NEW YORK (Reuters) - Oil fell nearly 3 percent on Thursday, with U.S. crude futures hitting lows not seen since April, due to growing concerns that global demand is weakening at a time when output from the world’s major oil producers is surging.
Record production from the United States and post-Soviet Russia, along with a big move upward in output from the Organization of the Petroleum Exporting Countries, has culminated in a move to the exits by speculators.
Oil has also been under pressure on growing concern over a possible slowdown in global growth as the U.S-China trade dispute remains unresolved, and is starting to hit emerging market economies in particular.
U.S. crude prices are 17 percent below highs reached in early October. Analysts said they anticipate more selling in coming days, noting that oil was unable to capitalize on weakness in the dollar on Thursday, nor did it benefit from a rebound in equity markets. [USD/] [.N]
“The sellers seem to be in charge,” said Gene McGillian, vice president of market research at Tradition Energy in Stamford, Connecticut.
The declines accelerated on Thursday after U.S. futures broke through $65, which had served as a buying level throughout the spring and summer. More than 750 million contracts changed hands, exceeding the 200-day moving average of 576 million contracts a day.
“As we drop down we see additional liquidation from speculators, and that keeps things heading south,” said Jim Ritterbusch, president of Ritterbusch & Associates.
Both benchmarks posted their biggest monthly percentage decline since July 2016 in October, with Brent down 8.8 percent for the month and U.S. crude losing nearly 11 percent.

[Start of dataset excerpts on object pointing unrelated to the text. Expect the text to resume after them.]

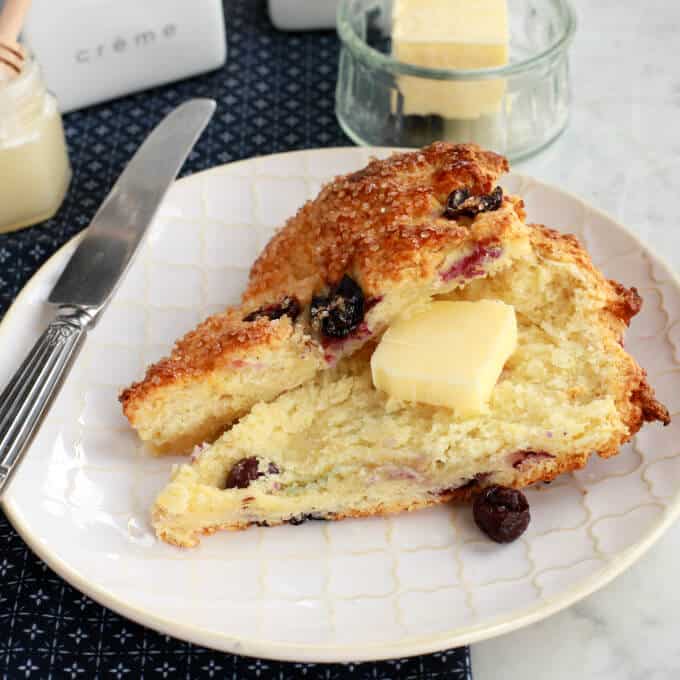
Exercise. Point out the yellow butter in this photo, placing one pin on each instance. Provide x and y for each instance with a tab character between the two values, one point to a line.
450	354
450	34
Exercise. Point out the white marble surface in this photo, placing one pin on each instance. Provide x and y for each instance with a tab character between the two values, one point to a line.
621	153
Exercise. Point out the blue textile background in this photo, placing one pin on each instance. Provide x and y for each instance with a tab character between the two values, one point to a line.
276	93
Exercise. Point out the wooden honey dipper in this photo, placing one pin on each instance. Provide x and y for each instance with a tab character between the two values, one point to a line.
11	22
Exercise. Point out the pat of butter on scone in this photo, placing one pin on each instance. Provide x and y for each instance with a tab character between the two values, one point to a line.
450	354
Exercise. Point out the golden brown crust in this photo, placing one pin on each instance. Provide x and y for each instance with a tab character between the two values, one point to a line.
544	470
376	223
382	224
220	340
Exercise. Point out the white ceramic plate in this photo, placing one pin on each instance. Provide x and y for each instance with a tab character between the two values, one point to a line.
352	590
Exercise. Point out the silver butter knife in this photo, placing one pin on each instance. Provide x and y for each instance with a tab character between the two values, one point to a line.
93	273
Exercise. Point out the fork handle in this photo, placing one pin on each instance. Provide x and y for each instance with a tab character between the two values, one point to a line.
38	380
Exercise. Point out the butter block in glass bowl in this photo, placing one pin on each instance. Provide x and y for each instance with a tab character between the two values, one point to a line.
493	72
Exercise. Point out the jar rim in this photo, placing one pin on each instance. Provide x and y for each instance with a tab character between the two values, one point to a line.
18	87
362	50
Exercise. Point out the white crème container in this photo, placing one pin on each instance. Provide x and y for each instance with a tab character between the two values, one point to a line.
95	50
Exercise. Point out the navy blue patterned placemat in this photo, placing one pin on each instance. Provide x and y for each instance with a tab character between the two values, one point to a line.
276	93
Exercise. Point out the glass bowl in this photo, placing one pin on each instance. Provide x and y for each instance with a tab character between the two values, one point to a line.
515	109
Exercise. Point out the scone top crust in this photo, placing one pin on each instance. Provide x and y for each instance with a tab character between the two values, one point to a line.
381	224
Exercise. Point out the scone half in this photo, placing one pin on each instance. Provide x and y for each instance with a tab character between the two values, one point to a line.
337	447
379	242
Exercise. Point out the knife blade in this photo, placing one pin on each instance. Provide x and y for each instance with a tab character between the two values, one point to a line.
93	273
102	257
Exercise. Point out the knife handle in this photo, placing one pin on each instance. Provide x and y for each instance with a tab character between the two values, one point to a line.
33	387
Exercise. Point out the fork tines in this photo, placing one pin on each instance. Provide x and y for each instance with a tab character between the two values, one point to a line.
11	57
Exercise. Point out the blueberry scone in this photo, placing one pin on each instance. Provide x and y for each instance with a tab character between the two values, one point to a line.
338	446
374	244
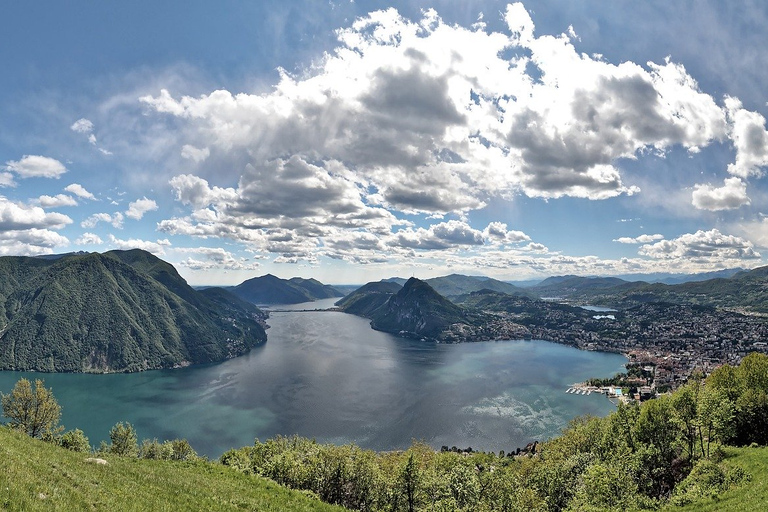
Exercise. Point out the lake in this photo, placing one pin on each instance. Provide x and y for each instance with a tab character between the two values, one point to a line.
329	376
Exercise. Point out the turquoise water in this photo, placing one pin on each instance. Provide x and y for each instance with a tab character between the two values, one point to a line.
329	376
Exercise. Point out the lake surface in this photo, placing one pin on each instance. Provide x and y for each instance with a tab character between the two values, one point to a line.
328	375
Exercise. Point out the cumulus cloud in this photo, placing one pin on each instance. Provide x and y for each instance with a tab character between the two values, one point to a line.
89	239
157	248
79	191
82	125
712	246
732	195
498	232
16	216
56	201
195	154
35	166
138	208
115	219
642	239
85	126
422	117
750	139
444	235
214	258
30	242
439	118
6	180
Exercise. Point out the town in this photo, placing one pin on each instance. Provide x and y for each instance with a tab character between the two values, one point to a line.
671	341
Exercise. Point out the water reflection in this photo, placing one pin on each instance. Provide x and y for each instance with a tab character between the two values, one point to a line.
328	375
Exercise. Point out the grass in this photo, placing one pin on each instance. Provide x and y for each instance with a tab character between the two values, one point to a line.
751	496
39	476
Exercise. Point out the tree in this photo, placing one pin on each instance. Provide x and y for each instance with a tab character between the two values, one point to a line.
409	481
124	440
35	412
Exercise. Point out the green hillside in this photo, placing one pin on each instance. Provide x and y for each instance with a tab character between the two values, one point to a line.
417	310
751	496
368	298
40	476
118	311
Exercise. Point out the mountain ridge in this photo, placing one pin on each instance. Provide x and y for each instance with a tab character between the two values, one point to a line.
116	311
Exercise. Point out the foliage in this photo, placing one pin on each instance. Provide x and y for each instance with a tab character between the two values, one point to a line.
124	440
118	311
35	412
36	476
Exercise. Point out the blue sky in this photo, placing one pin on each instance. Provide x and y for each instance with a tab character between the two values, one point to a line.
352	141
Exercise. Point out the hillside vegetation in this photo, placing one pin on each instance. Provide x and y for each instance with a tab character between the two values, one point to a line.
117	311
40	476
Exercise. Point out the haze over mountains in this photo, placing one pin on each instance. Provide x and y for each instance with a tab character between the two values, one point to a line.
130	311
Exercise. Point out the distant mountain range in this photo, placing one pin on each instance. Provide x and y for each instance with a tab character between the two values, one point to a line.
269	289
414	309
117	311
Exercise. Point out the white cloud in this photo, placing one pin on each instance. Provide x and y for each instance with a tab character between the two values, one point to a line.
498	232
115	219
79	191
6	180
195	154
750	139
17	216
215	258
35	166
157	248
439	118
422	117
445	235
642	239
138	208
195	191
30	242
82	125
711	246
89	239
56	201
732	195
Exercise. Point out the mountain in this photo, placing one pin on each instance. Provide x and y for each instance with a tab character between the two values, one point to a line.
368	298
456	284
417	310
746	290
117	311
269	289
667	278
566	286
315	288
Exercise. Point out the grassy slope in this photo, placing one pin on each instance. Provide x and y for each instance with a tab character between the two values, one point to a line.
38	476
751	496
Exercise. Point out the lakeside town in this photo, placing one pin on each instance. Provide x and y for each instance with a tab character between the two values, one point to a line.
666	343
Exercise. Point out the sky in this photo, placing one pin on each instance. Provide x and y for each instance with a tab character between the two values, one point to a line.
352	141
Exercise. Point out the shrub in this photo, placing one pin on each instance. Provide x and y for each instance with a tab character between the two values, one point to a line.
124	440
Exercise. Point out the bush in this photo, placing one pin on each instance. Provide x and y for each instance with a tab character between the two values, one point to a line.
35	412
124	440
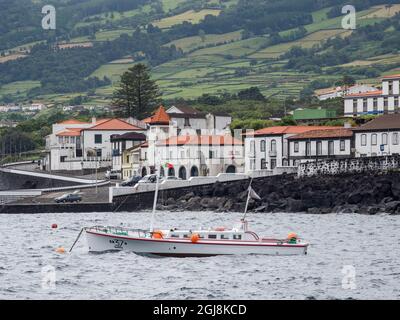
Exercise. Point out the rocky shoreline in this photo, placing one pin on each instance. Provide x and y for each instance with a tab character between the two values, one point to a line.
364	193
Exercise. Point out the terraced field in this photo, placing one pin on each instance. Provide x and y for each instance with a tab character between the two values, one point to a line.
191	43
190	16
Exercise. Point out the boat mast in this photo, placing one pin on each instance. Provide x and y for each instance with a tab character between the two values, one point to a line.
247	202
156	192
154	204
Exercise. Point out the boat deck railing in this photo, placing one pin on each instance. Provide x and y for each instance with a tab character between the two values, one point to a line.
122	231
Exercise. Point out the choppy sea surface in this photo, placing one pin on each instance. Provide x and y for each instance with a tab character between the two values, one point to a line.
351	256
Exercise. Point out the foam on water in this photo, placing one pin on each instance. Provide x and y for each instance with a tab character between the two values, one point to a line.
368	243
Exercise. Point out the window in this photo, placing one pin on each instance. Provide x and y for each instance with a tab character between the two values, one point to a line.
273	146
342	145
363	139
395	138
296	147
374	139
98	138
308	148
384	138
252	146
262	145
375	104
331	148
319	148
252	164
263	164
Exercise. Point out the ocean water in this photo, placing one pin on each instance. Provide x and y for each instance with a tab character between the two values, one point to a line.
351	257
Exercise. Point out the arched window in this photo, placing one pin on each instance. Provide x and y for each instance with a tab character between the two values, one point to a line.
252	146
395	138
262	145
384	138
273	146
363	139
194	172
374	139
162	172
263	164
182	173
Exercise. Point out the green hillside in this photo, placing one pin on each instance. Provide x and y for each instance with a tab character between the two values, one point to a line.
210	52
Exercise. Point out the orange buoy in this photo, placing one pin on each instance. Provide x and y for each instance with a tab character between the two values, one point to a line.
195	237
60	250
158	234
292	235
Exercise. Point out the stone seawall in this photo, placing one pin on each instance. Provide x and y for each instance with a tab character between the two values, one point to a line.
367	193
12	181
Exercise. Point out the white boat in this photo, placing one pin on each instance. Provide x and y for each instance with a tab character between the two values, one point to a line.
190	243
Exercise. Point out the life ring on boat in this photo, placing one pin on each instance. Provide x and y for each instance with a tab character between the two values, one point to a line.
292	237
157	235
194	238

On Wednesday, the U.S. Energy Department said overall U.S. crude output hit a record 11.35 million barrels per day in August, and it is expected to keep growing. Russia is producing 11.41 million bpd, and a Reuters survey of OPEC production showed that group pumping out more oil daily since 2016. [EIA/PSM]

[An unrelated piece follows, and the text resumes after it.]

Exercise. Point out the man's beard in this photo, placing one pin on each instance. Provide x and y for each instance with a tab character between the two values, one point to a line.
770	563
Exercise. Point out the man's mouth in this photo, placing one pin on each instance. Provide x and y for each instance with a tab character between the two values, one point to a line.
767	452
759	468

The flood of oil is overwhelming any lingering worries that the market would be unable to offset further expected declines in exports out of Iran when renewed U.S. sanctions take effect next week. [OPEC/O]

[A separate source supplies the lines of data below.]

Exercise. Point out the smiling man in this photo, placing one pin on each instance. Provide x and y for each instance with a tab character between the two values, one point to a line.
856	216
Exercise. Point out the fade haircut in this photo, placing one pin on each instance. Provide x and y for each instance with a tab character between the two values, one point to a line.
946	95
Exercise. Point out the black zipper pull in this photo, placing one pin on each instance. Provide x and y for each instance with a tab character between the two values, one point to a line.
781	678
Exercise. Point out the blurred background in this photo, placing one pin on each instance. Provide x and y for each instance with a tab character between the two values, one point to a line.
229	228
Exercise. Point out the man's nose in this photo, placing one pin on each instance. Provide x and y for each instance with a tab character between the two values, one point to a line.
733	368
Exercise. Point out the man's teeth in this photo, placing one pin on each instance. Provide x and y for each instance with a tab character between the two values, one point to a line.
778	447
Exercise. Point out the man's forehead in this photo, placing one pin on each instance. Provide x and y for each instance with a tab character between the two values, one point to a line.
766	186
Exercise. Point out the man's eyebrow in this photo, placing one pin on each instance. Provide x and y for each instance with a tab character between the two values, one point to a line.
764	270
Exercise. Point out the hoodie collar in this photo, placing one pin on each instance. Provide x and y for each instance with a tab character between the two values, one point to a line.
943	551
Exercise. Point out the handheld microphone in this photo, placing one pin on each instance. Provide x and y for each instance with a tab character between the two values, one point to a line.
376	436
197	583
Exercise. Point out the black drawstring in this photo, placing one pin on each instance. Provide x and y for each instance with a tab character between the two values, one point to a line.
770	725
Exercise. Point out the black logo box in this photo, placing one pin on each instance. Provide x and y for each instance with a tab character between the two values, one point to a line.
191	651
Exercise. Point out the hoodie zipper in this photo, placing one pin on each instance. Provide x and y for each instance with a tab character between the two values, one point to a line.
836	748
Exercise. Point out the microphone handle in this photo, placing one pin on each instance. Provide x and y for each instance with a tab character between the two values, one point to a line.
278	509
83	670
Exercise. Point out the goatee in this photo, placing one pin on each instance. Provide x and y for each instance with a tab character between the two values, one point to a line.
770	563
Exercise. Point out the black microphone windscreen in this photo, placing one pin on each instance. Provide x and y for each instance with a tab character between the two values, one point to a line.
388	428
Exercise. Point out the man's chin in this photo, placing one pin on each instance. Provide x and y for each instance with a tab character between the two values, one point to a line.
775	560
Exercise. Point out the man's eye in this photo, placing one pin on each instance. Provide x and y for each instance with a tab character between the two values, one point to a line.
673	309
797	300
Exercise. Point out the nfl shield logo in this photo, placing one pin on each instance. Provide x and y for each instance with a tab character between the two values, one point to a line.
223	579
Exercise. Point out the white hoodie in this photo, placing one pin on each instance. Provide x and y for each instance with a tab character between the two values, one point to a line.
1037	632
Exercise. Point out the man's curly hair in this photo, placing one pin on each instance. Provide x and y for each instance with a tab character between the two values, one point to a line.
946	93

The increase in OPEC production “has really started to tamp down concerns surrounding the loss of Iranian barrels,” Tradition’s McGillian said.
China’s manufacturing sector in October expanded at its weakest pace in over two years, hurt by slowing domestic and external demand, in a sign of deepening cracks in the economy from the trade war with the United States.
“Oil investors are now betting on the potential of a global slowdown,” said Bruce Xue, an analyst with Huatai Great Wall Capital Management.